不过这次她打错了算盘珠子,张洋这小子平常的脾气是挺好的,但是要倔起来,两头牛都拉不回来。
“行,我倒想看看你是怎么天天供着我的,”张洋把手里拎的兔子和酒都放下,这是跟人杠上了的架势,伸手朝她裤腰子一指,“脱裤子,就现在,老子不绑筷子,今天不把你干趴下,我以后见着你面就先给你磕头叫奶奶!”
李巧针一听这话,脸立刻掉下来了,要是不脱那就打自己的嘴巴,但是……这当着人的面儿,让她这裤子咋脱得下来?
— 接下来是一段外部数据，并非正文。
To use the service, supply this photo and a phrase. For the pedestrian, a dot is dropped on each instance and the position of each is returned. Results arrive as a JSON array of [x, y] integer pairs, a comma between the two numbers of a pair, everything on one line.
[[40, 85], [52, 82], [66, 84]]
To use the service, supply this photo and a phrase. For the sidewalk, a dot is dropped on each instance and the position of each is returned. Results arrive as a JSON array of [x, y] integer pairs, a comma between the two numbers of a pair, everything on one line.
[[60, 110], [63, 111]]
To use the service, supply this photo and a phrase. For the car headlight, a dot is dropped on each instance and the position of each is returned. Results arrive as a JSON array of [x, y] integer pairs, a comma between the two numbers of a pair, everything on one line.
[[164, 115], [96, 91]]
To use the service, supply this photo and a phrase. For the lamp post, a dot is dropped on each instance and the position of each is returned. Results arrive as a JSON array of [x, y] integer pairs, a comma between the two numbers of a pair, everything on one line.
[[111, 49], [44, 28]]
说话的时候,又有人来买东西,看了张洋跟李七巧针两眼,问王玉凤拿了包烟,一声不吭地走了,临到门口还回头来再瞅了这俩人两眼。
“咋不脱啊?哦,我明白了,你这是嫌证人少,怕我耍赖是吧,那就到大街上去,把街坊四邻都叫出来,到时候谁都赖不了!”张洋说着就要去拽李巧针。
手伸到一半儿,被王玉凤给截住,用力甩开白了张洋一眼:“行了,傻小子跟你巧针嫂子还较上真儿了?”
张洋鼻子里面“哼”了一声:“婶子,刚才那啥话你都听着了吧,是我非要弄她的不是,那不还是她逼的我吗?由着她这么说去,我还娶不娶婆娘了?”
“就你那穷命,就算不是软蛋也娶不着……”李巧针顺嘴就要再溜出来几句损人的话,但是一看到张洋的瞪着的大眼,后面那半句声音越来越小,终于给噎了回去。
王玉凤看张洋又要发作,费了好大劲儿才把他推到了一边儿,转过头来又把李巧针拽到墙角:“巧针你是傻了不是,你这张嘴就不能装个把门儿的闩子?还是你真想试试铁蛋那东西能不能把你干趴下?”
想到张洋那东西又粗又大,昨天晚上她只试了一下就差点受不了,要真跟李巧针来那事儿的话,她真不是张洋的对手。不过一想到张洋要跟这个婆娘弄在一起,她心里竟然还有些不大乐意的感觉。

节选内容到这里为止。